European Union leaders sat down last week for what was supposed to be a summit meeting to discuss China, perhaps the biggest external economic and diplomatic challenge currently facing the EU.
Instead, they ended up talking about Brexit, again.
That UK lawmakers have spent the last 33 months since the country voted to leave the EU failing to agree on how to do so has thrown multiple spanners into the complicated workings of the bloc, whose leaders desperately need to hash out unified policies on a number of issues, but are instead constantly derailed by the one member state who, at least in theory, doesn’t want to be there.
Next month, Chinese Premier Li Keqiang will visit Brussels for a summit with European leaders, before heading for Croatia for a meeting with representatives of a organization of 16 central and eastern European countries, just the kind of grouping some fear could be used to split the wider EU.

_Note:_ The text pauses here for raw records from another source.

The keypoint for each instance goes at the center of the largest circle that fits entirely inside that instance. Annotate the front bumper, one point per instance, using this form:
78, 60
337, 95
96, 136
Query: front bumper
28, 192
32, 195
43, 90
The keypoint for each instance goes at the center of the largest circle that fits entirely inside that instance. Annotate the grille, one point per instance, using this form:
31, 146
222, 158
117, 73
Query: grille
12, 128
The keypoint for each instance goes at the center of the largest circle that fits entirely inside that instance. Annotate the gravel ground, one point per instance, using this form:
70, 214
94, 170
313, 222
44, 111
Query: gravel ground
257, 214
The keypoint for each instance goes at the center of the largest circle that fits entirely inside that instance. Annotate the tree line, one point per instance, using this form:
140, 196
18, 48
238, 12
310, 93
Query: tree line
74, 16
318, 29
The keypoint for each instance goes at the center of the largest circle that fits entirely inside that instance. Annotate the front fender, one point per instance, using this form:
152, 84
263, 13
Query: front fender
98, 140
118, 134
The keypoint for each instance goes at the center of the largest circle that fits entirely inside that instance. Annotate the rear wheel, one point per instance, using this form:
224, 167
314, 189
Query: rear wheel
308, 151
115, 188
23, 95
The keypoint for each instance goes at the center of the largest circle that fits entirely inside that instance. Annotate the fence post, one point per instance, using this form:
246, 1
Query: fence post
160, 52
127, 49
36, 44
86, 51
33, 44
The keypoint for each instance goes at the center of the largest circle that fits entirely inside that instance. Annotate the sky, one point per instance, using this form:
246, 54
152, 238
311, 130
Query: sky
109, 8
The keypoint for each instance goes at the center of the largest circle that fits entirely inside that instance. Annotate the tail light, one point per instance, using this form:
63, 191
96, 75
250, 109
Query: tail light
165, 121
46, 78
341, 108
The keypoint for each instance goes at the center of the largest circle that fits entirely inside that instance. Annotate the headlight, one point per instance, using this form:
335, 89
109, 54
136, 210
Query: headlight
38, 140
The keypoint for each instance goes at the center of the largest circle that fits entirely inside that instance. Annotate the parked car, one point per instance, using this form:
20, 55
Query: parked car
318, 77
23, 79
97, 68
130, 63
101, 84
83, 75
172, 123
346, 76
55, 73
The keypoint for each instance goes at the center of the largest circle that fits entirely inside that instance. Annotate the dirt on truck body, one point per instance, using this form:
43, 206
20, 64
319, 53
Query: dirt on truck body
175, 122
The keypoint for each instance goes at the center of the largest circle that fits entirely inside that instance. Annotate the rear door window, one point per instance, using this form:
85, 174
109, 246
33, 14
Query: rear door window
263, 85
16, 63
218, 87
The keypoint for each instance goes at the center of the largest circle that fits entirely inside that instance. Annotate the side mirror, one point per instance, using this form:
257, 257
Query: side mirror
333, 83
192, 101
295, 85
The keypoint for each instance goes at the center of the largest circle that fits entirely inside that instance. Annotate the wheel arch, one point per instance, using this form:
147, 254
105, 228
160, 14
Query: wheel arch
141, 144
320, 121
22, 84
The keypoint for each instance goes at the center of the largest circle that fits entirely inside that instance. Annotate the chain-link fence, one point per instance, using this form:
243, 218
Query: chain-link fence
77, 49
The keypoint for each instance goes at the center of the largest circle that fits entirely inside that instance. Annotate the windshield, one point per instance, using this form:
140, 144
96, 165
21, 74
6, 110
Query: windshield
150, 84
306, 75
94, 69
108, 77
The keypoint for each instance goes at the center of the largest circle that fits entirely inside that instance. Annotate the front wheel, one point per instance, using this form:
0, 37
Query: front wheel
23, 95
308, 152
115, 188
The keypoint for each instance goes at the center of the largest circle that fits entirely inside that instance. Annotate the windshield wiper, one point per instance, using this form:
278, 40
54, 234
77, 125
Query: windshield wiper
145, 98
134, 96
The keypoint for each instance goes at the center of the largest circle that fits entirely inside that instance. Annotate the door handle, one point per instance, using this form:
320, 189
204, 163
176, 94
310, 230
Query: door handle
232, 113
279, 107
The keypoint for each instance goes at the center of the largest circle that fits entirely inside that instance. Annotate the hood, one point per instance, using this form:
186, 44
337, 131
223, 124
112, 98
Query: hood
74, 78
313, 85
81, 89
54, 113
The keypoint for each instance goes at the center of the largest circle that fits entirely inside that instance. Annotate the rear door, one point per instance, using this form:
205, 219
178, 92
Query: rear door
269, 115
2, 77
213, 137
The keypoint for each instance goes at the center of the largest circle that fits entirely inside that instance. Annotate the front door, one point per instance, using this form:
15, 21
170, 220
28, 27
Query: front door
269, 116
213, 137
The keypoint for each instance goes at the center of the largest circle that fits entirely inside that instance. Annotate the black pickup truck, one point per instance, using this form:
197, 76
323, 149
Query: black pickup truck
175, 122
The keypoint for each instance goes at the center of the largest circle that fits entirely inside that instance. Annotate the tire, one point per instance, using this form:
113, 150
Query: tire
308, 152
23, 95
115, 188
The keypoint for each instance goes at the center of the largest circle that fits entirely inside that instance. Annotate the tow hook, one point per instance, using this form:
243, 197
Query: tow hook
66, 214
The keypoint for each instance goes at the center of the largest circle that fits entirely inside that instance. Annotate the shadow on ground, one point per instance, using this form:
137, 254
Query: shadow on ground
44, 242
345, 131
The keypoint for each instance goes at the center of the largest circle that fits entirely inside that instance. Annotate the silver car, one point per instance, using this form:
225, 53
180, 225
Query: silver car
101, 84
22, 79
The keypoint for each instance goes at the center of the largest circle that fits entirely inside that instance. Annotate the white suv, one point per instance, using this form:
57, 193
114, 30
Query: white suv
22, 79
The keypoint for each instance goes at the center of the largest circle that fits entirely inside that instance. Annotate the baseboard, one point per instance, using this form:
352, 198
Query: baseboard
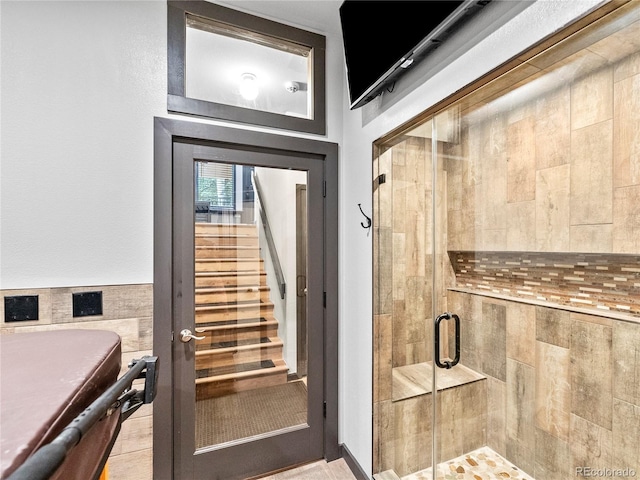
352, 463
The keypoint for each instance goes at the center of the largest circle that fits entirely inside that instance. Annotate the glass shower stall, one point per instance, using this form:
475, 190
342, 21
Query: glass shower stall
507, 270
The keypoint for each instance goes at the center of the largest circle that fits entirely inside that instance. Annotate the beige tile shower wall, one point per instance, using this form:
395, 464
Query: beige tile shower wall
128, 311
555, 172
412, 252
563, 389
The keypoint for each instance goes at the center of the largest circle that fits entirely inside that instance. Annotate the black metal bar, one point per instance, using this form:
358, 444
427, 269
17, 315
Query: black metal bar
47, 459
436, 337
269, 237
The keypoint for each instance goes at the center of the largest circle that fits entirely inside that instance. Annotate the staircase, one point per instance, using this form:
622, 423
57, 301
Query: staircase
241, 349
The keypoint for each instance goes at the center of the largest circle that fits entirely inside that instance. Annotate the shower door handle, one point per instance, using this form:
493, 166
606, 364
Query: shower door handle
447, 363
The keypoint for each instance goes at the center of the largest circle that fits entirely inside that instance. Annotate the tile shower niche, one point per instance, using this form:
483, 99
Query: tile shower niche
517, 208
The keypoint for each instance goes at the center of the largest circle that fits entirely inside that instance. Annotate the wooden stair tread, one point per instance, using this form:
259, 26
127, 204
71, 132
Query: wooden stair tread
249, 288
235, 324
226, 306
243, 273
251, 371
225, 235
233, 310
241, 346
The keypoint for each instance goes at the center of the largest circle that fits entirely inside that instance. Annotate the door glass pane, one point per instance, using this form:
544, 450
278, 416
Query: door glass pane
250, 318
233, 66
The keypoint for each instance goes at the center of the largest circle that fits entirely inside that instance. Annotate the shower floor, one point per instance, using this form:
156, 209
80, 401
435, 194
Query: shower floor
481, 464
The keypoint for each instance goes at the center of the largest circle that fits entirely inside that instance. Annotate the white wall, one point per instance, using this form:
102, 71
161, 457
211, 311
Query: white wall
80, 84
534, 23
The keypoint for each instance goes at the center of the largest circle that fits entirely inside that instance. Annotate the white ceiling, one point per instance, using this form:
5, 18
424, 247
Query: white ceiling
321, 16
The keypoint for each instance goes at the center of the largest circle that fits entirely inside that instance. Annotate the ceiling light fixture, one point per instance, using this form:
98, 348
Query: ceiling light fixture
249, 86
291, 87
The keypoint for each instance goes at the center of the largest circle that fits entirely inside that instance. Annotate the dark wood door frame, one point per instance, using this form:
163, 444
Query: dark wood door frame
168, 132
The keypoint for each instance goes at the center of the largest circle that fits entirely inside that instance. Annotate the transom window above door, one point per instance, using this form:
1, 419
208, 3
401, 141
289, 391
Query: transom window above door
231, 65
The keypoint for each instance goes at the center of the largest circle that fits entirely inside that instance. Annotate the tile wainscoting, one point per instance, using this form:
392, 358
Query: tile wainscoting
128, 311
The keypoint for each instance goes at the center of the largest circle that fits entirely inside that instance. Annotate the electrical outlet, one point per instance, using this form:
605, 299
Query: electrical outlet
87, 304
21, 308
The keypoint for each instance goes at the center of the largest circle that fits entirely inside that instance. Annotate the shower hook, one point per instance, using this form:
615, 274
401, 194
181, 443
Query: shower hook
368, 224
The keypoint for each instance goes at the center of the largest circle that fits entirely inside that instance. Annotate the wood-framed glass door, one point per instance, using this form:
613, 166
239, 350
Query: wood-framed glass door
239, 408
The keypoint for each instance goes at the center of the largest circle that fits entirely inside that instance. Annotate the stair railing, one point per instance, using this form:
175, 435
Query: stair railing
262, 208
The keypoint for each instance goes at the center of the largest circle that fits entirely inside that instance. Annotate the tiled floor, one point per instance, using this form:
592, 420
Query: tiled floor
321, 470
481, 464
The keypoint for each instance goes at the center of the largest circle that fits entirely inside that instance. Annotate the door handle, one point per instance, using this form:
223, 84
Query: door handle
447, 363
186, 336
301, 286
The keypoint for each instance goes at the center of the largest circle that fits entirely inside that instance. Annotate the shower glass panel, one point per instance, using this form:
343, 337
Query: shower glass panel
529, 218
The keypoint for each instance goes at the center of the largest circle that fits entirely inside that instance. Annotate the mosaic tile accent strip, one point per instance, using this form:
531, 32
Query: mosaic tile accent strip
481, 464
603, 282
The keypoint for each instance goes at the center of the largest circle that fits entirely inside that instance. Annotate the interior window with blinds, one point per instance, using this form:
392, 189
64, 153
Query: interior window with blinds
215, 184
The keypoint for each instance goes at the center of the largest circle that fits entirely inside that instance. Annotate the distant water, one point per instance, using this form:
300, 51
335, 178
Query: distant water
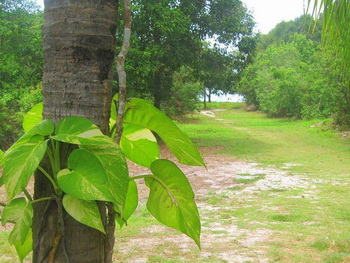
227, 98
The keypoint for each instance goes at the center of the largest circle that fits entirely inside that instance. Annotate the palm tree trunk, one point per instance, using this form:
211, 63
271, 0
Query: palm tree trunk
79, 45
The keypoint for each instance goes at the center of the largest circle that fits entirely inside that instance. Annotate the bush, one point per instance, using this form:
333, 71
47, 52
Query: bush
185, 93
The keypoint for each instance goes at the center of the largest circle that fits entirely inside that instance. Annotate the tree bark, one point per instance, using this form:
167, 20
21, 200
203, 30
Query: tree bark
79, 45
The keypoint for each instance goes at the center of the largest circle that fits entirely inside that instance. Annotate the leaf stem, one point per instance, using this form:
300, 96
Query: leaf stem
55, 186
57, 158
27, 194
159, 181
141, 177
42, 199
52, 160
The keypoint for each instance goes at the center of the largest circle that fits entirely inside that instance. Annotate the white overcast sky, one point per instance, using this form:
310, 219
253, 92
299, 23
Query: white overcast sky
268, 13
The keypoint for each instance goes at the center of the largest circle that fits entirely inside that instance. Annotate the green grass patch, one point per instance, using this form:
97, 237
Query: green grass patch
254, 137
222, 105
249, 180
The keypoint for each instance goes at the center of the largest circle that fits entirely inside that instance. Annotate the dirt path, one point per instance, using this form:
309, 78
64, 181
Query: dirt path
222, 239
225, 186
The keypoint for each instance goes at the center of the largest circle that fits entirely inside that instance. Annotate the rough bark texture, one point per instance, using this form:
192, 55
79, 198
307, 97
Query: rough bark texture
79, 45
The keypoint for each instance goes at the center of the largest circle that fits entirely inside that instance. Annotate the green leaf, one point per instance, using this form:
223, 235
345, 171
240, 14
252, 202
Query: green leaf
131, 203
32, 117
24, 249
81, 131
116, 169
1, 156
86, 178
171, 199
20, 164
143, 113
21, 213
85, 212
139, 145
42, 128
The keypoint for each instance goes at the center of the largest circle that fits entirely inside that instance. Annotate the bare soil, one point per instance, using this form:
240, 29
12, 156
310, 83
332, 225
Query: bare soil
222, 239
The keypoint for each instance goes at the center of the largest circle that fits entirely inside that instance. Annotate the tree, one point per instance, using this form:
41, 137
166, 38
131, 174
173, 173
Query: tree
21, 64
335, 38
79, 45
169, 34
81, 180
292, 80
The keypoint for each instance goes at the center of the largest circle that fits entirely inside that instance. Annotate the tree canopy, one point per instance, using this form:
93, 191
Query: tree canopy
170, 34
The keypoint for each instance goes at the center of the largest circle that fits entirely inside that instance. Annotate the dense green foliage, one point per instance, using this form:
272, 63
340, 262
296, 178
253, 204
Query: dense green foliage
169, 34
183, 93
21, 64
97, 171
335, 40
291, 76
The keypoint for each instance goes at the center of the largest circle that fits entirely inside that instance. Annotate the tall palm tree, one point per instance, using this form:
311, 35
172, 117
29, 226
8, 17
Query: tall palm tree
336, 41
79, 44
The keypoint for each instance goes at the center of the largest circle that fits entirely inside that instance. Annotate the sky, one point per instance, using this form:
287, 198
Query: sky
268, 13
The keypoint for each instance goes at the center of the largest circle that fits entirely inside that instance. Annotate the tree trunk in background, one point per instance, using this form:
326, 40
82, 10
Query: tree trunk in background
79, 45
157, 88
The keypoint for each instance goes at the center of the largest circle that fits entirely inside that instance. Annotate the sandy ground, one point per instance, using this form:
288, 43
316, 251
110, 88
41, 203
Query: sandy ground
222, 240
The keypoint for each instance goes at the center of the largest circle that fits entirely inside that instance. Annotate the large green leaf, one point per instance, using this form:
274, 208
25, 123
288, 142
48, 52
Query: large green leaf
43, 128
116, 169
1, 156
32, 117
131, 203
20, 164
143, 113
78, 130
85, 212
86, 178
24, 249
20, 212
139, 145
171, 199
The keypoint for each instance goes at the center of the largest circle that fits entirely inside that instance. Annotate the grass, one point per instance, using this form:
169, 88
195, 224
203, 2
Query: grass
253, 137
310, 224
306, 228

Ahead of last week’s summit meeting, the European Commission said that China “is simultaneously a cooperation partner with whom the EU has closely aligned objectives, a negotiating partner, with whom the EU needs to find a balance of interests, an economic competitor in pursuit of technological leadership, and a systemic rival promoting alternative models of governance.”
China is the EU’s largest trading partner, while Europe is China’s second largest after the US, with over $1 billion in trade between the two parties done every day on average. Crafting a unified policy on how to interact with Beijing is a key issue for Brussels, and one the EU can hardly afford to screw up.
But there is considerable disagreement within the bloc on how to go about finding this balance, with some members, notably Germany, increasingly hawkish with regard to Beijing, both as an economic and security challenge, while other countries remain eager to embrace Chinese investment.